Los cronistas o críticos más costumbristas de la prensa diaria del siglo pasado tenían una muletilla final en sus piezas donde daban una reseña de la reacción de los públicos durante la función de la que escribían. Tenía sentido debido a que se producían apoteósicos aplausos y vítores, pero también, con parecida intensidad, broncas y pateos significativos. En mi Barcelona natal, siendo estudiante de teatro, dos veces acabamos en comisaría tras un pateo y hasta una toma de escenario. No recuerdo en los últimos cincuenta años ninguna muestra parecida. En alguna feria o festival he visto el abandono masivo de la sala por los profesionales de la programación, pero un pateo frontal, no lo recuerdo. Ni aquí, ni en ningún escenario de los lugares donde acostumbro a ver obras en festivales internacionales.

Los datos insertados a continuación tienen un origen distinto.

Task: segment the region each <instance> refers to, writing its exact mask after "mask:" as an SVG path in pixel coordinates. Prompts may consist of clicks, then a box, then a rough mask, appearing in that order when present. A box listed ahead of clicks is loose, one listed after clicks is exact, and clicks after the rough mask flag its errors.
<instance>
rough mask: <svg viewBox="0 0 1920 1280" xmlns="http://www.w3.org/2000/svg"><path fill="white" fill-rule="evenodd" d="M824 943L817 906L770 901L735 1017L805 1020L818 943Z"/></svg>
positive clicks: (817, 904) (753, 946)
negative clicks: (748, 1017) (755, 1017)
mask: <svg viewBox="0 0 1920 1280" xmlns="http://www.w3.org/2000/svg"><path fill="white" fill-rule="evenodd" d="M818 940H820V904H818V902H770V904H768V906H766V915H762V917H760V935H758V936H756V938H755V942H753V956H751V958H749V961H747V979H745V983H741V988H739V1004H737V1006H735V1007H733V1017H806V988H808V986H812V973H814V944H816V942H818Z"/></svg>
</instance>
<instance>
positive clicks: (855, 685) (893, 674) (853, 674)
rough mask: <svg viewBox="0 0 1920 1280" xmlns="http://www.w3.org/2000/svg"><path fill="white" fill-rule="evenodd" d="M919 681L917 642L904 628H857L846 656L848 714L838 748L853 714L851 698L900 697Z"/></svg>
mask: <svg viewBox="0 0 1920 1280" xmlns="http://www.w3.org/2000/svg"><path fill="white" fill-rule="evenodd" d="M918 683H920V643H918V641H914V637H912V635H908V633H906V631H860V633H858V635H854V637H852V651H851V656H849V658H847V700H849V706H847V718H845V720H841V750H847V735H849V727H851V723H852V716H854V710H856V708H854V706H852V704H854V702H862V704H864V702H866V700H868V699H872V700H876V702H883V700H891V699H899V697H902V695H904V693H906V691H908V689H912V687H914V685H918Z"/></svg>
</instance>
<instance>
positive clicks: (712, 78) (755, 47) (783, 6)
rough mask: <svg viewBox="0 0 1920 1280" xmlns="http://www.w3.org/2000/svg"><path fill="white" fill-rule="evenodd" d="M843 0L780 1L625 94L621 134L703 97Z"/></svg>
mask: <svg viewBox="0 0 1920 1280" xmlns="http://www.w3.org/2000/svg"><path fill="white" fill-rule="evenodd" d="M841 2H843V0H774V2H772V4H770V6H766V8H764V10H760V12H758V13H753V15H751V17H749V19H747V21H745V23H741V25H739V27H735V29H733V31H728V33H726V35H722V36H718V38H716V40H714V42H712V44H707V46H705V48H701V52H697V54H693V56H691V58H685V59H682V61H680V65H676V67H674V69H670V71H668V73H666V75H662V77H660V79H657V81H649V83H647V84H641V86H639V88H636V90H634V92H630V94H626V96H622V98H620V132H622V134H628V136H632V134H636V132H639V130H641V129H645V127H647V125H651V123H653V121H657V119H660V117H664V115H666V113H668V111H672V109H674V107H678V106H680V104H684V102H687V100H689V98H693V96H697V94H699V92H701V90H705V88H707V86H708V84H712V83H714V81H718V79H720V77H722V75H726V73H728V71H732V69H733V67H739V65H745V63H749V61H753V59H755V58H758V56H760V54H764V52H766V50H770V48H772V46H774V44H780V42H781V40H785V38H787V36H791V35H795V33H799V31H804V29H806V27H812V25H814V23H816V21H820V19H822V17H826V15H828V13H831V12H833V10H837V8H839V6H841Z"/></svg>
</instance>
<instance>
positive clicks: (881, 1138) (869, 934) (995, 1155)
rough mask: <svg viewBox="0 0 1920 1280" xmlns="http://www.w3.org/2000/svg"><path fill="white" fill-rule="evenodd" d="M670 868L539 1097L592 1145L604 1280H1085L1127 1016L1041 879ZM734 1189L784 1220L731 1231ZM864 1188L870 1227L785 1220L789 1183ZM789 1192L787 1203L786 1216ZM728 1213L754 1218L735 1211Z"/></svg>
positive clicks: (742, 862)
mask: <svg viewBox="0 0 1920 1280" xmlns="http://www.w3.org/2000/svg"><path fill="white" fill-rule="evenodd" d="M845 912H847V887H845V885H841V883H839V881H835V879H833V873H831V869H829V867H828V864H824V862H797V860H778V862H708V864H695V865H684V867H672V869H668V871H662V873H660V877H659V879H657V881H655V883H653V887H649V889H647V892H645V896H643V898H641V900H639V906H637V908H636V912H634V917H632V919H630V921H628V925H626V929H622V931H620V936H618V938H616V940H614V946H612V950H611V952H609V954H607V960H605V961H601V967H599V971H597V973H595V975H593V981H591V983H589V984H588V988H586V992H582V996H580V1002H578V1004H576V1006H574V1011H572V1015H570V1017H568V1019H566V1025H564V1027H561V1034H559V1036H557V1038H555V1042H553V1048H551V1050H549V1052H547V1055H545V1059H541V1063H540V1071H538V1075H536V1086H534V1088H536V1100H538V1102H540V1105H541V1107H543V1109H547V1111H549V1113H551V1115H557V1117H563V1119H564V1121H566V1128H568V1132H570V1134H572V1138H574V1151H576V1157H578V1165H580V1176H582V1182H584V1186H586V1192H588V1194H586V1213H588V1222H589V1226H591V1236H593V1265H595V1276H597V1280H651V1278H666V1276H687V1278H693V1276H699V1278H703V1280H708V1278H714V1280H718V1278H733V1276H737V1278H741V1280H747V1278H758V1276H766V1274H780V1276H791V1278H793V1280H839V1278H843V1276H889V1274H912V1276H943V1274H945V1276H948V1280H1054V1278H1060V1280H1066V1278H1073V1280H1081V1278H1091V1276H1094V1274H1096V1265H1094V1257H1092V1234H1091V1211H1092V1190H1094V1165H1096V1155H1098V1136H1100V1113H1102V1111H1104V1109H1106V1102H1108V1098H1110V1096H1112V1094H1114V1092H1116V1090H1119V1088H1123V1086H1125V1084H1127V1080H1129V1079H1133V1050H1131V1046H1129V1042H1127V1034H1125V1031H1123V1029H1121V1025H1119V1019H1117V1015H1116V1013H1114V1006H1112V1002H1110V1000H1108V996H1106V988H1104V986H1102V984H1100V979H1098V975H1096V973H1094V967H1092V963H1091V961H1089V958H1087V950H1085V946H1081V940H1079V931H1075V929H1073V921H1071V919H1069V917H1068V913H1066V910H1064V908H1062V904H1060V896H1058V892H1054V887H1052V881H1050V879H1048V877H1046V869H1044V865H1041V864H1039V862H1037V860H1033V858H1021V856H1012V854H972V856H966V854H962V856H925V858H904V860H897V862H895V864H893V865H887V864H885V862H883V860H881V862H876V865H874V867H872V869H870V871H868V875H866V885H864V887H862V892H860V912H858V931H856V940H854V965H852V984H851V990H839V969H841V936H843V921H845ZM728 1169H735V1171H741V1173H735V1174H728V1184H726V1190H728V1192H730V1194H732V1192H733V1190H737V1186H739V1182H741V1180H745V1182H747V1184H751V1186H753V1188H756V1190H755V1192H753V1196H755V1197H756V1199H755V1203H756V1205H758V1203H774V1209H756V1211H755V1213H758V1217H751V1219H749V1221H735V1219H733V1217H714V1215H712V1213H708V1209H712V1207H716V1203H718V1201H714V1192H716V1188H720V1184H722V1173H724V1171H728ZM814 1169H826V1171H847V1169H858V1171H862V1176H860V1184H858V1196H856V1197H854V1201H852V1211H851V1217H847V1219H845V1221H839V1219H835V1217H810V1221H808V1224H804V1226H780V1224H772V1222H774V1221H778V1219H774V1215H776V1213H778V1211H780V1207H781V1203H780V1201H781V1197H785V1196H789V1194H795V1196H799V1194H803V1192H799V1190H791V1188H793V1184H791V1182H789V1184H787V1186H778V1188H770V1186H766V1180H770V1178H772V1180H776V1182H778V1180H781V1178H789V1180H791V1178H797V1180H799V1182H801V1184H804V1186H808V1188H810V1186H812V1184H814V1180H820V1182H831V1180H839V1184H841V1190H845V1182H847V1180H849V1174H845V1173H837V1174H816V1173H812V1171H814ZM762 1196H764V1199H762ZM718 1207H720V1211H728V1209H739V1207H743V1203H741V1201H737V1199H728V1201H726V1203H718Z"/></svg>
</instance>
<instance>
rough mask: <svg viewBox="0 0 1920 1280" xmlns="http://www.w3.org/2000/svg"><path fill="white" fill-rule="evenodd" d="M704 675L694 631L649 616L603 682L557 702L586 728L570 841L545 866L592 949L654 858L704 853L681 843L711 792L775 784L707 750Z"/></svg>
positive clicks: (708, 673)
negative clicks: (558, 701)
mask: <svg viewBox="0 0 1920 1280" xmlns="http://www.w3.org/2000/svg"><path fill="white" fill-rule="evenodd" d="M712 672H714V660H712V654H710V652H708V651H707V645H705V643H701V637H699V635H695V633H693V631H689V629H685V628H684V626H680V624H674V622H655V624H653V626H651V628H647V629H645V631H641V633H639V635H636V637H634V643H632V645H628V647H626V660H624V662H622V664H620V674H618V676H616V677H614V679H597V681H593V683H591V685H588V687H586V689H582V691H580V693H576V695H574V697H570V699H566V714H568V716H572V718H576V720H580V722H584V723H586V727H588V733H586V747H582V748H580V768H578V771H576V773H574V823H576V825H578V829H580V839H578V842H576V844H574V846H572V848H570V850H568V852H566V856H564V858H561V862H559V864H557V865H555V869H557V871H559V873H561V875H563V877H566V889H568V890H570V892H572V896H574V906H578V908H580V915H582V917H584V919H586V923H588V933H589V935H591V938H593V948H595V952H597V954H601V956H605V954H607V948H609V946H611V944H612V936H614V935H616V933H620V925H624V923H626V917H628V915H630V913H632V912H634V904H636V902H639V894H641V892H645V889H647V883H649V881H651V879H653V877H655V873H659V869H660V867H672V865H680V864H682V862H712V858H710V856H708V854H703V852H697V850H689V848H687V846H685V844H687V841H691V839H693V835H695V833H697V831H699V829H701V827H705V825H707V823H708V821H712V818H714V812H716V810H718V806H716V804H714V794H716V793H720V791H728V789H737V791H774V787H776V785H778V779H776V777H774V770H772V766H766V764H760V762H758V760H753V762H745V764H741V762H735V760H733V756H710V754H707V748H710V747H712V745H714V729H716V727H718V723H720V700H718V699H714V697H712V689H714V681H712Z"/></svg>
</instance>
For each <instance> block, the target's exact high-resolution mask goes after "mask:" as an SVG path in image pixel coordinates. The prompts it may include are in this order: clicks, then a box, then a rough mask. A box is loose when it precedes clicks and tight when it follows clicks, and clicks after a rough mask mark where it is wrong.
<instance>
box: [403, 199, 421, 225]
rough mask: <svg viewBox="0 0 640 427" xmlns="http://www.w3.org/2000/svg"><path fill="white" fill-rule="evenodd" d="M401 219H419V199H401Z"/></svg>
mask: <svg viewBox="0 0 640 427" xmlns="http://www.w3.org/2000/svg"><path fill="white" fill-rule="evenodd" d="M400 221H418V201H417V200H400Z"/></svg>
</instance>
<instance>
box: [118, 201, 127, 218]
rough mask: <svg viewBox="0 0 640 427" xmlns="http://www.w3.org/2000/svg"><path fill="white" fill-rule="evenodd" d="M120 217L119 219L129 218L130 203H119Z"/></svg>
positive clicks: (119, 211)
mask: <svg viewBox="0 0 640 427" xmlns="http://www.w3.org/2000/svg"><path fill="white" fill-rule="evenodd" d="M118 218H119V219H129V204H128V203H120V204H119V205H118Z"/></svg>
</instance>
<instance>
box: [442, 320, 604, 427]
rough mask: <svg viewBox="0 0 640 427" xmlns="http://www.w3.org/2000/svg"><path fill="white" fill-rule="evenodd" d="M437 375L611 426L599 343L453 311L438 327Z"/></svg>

Tengo por asimilado que el aplauso de las espectadoras es su manera de autoafirmarse, de convertirse en parte del evento. Si aplauden transmiten la satisfacción de haber hecho una inversión de dinero y tiempo oportuna. Hasta ahí llega mi complicidad con el respetable. Las expresiones actuales las voy archivando en la parte de un carpeta nueva que relata la evolución social que no acaban de explicarme ni los teóricos de los movimientos de masas, ni siquiera los que aplican conceptos neurocientíficos a estos asuntos. Espero que el metabolismo social y cultural se vea reforzado.
Comparto la observación. También me sorprende, de un tiempo a esta parte, ese «levantamiento» pertinaz en casi todas las funciones (y también en muchos conciertos con público sentado). Creo que es una moda, una novedad impostada no sé si pasajera, pero sí desconcertante, como dices, sobretodo cuando lo visto realmente no entusiasmó (aunque no estuviese mal). ¿Amistades que se erigen en «influencers» de butaca para conseguir un levantamiento general? la sensación de incomodidad de quien se levanta para no parecer insensible al trabajo de la compañía o el grupo, deja un sabor agridulce completamente innecesario en cuanto que no siempre responde a la reacción sincera.